Devastated, but buoyed by his interest in photography winning him a spot on the school news team, Seaton tucked his disappointment away and went on to a long career in telecommunications, a camera never far from his reach.

“I have always been a photographer on the side, and everyone knows me as ‘the guy with the camera,’” Seaton said. “I have had the pleasure of documenting many exciting events over the years, including a Super Bowl and many concerts and music festivals, along with somber times like the devastation of Hurricane Katrina.”

Often he would travel to remote places with little nighttime light pollution, where the stars and planets shine forth like nowhere else on Earth.

“Being out in dark, remote locations all night long, it gives the eyes time to really adjust to night vision and looking up with either naked eye or using binoculars is great,” he said. “Having a telescope may make the view closer, but not always better because of the time and effort of the extra stuff, with limited field of view.”

Now living in Sun Prairie, Wis., near his octogenarian parents, the tug of space and the wonders of the universe have stayed with him all along.
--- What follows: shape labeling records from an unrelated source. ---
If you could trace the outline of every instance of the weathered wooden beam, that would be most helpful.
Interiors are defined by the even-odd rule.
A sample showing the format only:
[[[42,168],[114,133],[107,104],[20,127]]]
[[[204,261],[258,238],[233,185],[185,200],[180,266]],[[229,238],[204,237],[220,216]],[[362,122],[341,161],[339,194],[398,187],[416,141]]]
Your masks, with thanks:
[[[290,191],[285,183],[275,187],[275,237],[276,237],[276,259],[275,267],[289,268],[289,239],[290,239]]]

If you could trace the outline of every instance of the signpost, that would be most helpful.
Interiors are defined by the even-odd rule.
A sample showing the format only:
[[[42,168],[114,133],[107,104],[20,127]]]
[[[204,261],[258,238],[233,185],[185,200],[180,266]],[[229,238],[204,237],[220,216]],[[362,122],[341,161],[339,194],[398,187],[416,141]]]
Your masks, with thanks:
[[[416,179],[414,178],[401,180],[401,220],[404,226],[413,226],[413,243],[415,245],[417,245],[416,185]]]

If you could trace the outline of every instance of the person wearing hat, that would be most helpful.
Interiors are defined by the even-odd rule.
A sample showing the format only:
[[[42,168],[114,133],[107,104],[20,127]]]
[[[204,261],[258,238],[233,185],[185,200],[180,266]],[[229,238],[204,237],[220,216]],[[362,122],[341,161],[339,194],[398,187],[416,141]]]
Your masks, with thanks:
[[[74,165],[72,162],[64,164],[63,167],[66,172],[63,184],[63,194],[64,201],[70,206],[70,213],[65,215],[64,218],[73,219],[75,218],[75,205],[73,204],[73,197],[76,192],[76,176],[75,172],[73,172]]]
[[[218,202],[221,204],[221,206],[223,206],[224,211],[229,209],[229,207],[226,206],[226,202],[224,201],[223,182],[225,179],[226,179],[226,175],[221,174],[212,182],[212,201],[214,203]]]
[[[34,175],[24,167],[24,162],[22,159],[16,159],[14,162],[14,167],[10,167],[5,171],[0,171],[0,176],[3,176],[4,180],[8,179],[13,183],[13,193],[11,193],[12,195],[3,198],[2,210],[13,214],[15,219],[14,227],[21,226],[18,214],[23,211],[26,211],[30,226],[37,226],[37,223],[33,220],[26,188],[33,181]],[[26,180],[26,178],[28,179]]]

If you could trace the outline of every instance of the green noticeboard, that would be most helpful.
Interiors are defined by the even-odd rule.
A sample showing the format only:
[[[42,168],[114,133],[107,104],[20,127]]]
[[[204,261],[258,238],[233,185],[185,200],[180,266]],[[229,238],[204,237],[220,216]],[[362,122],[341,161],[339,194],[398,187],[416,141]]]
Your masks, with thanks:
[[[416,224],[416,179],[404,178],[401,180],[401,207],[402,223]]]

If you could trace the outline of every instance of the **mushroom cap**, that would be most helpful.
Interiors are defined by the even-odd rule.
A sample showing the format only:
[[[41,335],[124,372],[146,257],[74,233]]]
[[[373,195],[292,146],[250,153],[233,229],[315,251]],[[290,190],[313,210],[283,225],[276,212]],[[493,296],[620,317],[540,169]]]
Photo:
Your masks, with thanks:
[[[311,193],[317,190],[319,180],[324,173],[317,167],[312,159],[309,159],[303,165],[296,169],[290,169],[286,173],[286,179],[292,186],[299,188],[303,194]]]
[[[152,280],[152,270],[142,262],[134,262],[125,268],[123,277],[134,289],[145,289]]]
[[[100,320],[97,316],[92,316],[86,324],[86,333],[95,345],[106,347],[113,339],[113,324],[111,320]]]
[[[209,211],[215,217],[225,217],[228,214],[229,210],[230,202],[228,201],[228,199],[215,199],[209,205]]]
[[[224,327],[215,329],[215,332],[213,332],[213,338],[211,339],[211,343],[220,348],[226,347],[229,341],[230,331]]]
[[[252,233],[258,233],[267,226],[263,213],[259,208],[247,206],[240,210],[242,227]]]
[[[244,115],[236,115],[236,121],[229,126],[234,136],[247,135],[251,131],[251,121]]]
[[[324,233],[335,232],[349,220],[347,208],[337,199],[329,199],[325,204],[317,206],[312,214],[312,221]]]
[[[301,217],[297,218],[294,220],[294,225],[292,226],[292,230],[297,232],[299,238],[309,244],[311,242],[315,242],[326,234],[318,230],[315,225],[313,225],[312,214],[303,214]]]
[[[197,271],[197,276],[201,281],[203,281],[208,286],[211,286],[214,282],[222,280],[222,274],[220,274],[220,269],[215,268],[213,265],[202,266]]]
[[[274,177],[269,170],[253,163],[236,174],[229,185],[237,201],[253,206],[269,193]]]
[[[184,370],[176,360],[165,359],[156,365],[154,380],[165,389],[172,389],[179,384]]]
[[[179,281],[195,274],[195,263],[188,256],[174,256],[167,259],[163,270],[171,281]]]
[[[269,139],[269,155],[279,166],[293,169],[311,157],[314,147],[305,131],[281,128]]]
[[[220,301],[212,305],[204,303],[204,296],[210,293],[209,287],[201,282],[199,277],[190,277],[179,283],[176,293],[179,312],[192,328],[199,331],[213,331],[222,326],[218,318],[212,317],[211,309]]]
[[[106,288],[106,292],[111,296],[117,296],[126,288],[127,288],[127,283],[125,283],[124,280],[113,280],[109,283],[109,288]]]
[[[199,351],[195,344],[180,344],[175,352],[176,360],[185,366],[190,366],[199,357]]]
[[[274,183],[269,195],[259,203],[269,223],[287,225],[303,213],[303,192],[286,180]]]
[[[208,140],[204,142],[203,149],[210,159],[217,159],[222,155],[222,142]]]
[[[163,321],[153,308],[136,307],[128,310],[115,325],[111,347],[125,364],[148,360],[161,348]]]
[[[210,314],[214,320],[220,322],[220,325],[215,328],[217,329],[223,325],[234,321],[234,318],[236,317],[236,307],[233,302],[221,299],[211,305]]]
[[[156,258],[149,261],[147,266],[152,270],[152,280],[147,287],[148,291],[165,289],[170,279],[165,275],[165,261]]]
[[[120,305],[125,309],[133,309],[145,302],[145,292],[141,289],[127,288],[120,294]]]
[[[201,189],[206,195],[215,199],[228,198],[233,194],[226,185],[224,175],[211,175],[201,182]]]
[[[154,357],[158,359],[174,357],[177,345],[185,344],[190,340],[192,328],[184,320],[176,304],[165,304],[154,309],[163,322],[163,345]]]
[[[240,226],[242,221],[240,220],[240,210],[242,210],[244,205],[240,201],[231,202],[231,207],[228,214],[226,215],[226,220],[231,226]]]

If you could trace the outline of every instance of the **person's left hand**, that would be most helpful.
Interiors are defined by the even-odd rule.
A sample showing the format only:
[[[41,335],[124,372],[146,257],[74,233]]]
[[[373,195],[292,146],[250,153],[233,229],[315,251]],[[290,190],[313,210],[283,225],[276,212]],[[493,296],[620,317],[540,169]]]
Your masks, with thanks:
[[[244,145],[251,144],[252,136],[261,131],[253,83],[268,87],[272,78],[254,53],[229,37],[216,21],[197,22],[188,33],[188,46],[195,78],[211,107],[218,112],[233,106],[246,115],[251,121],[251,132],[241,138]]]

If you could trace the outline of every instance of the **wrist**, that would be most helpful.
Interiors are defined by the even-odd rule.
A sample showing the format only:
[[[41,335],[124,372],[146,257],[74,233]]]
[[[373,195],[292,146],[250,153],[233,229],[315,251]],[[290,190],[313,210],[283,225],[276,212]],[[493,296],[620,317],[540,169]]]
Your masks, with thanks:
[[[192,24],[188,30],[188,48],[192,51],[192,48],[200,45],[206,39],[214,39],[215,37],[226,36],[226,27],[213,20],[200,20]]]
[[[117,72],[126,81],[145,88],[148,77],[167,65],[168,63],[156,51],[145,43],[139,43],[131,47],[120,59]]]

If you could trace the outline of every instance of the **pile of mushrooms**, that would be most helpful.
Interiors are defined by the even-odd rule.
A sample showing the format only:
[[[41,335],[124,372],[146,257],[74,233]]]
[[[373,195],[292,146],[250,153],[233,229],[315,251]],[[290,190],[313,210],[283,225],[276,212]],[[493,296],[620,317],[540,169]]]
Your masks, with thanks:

“I am fascinated by the vastness of space, the thought that Earth is not alone,” Seaton said. “The beauty of the stars is amazing. Just looking up at night, seeing all the different formations, colors and being able to see something new every time.”

Other eclipses have come and gone, some being just partial and others happening too far away for Seaton to go.  But upon learning of the upcoming total solar eclipse on Aug. 21, with its point of longest duration near SIU, Seaton became determined to accomplish what fate and a stranger’s errant foot had prevented all those years ago.
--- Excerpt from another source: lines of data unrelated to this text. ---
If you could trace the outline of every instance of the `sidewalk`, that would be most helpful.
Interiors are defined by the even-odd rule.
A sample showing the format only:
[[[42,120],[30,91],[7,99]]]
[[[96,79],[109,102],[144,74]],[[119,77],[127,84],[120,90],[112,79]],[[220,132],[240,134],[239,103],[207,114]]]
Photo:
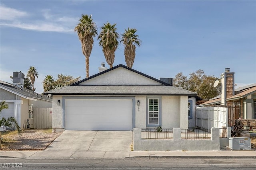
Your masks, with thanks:
[[[0,158],[251,158],[253,150],[202,151],[0,151]]]

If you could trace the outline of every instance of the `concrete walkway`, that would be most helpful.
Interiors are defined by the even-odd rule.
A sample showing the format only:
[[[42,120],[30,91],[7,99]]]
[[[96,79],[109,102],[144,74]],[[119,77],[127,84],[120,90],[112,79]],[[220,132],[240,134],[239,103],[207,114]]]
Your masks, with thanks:
[[[130,151],[132,142],[131,131],[66,130],[46,150]]]
[[[252,150],[206,151],[0,151],[1,158],[247,158],[256,159],[256,151]]]

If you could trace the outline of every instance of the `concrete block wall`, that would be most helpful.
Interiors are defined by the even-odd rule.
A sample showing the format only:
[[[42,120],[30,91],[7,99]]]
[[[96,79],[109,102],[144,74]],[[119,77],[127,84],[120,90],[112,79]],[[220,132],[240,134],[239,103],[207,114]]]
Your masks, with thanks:
[[[182,139],[181,128],[173,129],[170,139],[142,139],[141,129],[133,129],[134,150],[220,150],[219,128],[211,129],[210,139]]]

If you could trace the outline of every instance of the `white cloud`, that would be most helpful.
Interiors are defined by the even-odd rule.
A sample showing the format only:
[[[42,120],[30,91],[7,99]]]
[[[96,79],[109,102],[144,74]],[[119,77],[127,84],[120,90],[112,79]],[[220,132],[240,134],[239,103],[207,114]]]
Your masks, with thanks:
[[[29,16],[26,12],[6,7],[2,5],[0,6],[0,18],[1,20],[13,21],[18,18]]]
[[[62,33],[74,32],[74,29],[64,27],[61,25],[55,25],[53,23],[39,23],[36,24],[21,23],[19,22],[13,22],[10,23],[2,23],[1,26],[20,28],[39,31],[52,31]]]
[[[74,28],[78,21],[78,18],[63,16],[62,14],[51,14],[50,9],[42,10],[41,15],[44,17],[43,19],[35,20],[33,19],[30,21],[28,20],[29,20],[29,18],[26,18],[26,21],[23,20],[22,17],[28,16],[26,12],[5,6],[1,7],[1,19],[5,20],[1,22],[0,25],[1,26],[22,29],[66,33],[74,32]],[[38,14],[36,14],[37,15]]]

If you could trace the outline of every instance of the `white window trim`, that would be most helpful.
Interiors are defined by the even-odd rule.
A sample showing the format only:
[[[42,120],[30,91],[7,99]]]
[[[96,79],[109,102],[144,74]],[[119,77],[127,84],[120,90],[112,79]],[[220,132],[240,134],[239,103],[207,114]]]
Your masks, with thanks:
[[[149,100],[158,100],[158,111],[149,111]],[[148,98],[148,125],[159,125],[160,124],[160,99],[159,98]],[[157,118],[158,118],[158,123],[149,123],[149,118],[150,118],[150,116],[149,116],[149,115],[150,115],[150,112],[157,112],[157,114],[158,114],[158,117]]]

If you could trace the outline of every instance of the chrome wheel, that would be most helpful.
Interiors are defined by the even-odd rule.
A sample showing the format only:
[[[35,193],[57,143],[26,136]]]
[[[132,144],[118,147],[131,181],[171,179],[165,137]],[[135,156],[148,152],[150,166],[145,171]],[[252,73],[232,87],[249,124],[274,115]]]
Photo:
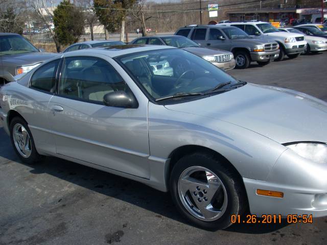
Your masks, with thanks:
[[[243,66],[245,64],[245,57],[242,55],[236,57],[236,64],[239,66]]]
[[[178,190],[185,208],[199,219],[215,220],[226,211],[227,195],[225,186],[207,168],[200,166],[186,168],[179,177]]]
[[[28,158],[32,153],[32,143],[28,132],[22,125],[16,124],[12,133],[16,149],[23,157]]]

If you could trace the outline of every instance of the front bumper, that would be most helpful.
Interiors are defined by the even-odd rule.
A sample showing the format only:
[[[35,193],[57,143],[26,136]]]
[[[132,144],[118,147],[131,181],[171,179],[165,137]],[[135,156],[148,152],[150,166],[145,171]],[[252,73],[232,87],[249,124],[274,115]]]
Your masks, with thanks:
[[[266,181],[243,178],[253,214],[327,216],[327,166],[288,149],[279,157]],[[282,198],[260,195],[257,189],[282,192]]]
[[[324,51],[325,50],[327,50],[327,42],[320,44],[310,43],[310,50],[313,52],[315,51]]]
[[[285,53],[287,55],[294,55],[303,53],[306,50],[306,41],[290,42],[285,44]]]
[[[251,52],[252,61],[267,61],[277,59],[279,55],[279,50],[271,52]]]
[[[223,69],[225,70],[228,70],[233,69],[235,67],[235,65],[236,64],[235,59],[232,59],[229,61],[227,61],[227,62],[213,62],[211,63],[217,67]]]

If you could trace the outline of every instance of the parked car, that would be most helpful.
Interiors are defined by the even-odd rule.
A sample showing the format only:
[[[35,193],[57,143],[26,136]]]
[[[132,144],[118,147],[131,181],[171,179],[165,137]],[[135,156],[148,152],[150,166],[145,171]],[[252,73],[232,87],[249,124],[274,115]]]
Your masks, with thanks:
[[[42,51],[19,34],[0,33],[0,84],[57,55]]]
[[[299,28],[278,28],[278,30],[282,32],[305,35],[305,40],[308,42],[305,51],[306,54],[308,54],[310,52],[317,53],[319,51],[327,50],[327,40],[325,38],[305,34],[299,29]]]
[[[194,54],[226,70],[233,69],[235,67],[235,60],[232,53],[216,48],[201,47],[197,43],[182,36],[153,36],[150,37],[140,37],[134,39],[130,43],[172,46]],[[187,70],[188,69],[187,64],[184,64],[183,66],[183,64],[182,63],[179,65],[181,66],[181,71]]]
[[[247,68],[251,61],[262,65],[277,58],[278,44],[249,36],[239,28],[224,26],[188,26],[179,28],[175,35],[186,37],[203,47],[226,50],[233,53],[236,68]]]
[[[222,23],[230,23],[230,22],[231,22],[230,20],[221,20],[218,22],[218,23],[221,24]]]
[[[238,27],[252,36],[260,36],[265,40],[273,40],[279,44],[279,56],[276,61],[283,60],[287,55],[294,59],[306,50],[307,42],[304,35],[280,32],[270,23],[262,21],[239,22],[224,24]]]
[[[327,38],[327,33],[313,27],[294,27],[294,29],[298,30],[308,36]]]
[[[53,156],[169,190],[204,229],[248,206],[327,215],[326,102],[239,81],[180,48],[120,47],[64,53],[0,89],[23,163]],[[190,64],[179,77],[150,68],[174,59]]]
[[[313,27],[314,28],[316,28],[317,29],[320,30],[324,32],[327,32],[327,24],[319,24],[319,23],[314,23],[314,24],[299,24],[296,25],[294,27]]]
[[[75,51],[90,47],[107,47],[114,45],[126,45],[126,43],[121,41],[113,40],[101,40],[94,41],[85,41],[85,42],[77,42],[68,46],[62,53]]]

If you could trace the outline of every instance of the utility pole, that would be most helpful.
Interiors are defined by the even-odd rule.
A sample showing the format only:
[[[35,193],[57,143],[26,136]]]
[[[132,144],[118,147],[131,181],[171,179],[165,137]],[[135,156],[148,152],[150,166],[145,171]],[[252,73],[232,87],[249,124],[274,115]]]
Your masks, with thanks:
[[[201,0],[200,0],[200,23],[202,24],[202,10],[201,9]]]
[[[321,0],[321,23],[323,24],[323,0]]]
“First off, I am glad that I am getting the chance to re-live that exciting point in time:  I am going to view a full solar eclipse, at a school surrounded by crowds of people,” Seaton said. “Part of watching an eclipse is seeing the reactions of others. It would not be the same to be standing alone in some remote location.

“This time it is nearby and I have even more anticipation, more knowledge and more equipment,” he said.  “As the time grows near at getting a second chance to catch the eclipse, I’ve had time to plan ahead.”

And he’s learned a few things in the 38 years since that fateful day in 1979.

“I am going to take more precautions to keep my cameras safe. I plan on using a minimum of two cameras, perhaps more,” he said. “I'd like two just for the eclipse and one more to document the atmosphere with the reactions of the people around me.”

Seaton said he specifically chose to come to SIU for the event for several reasons.

“It’s a school, it’s in the path of totality and it’s close enough to travel to easily,” he said.

He also will be helping with a project called MegaMovie Photo Team, a project put together by Google and others, which will use the work of 1,000 or so amateur photographers to create a “movie” of the eclipse.

Seaton said he’s glad his mother, who loaned him the camera in 1979, is still here to witness his excitement. Much of the equipment he plans to bring will be modern, high-tech cameras and lenses, but not all of it.

“During my recent move, I came across the original camera I used in 1979. It had since been repaired and will be coming with me.

“Hopefully I can find a roll of film for it.”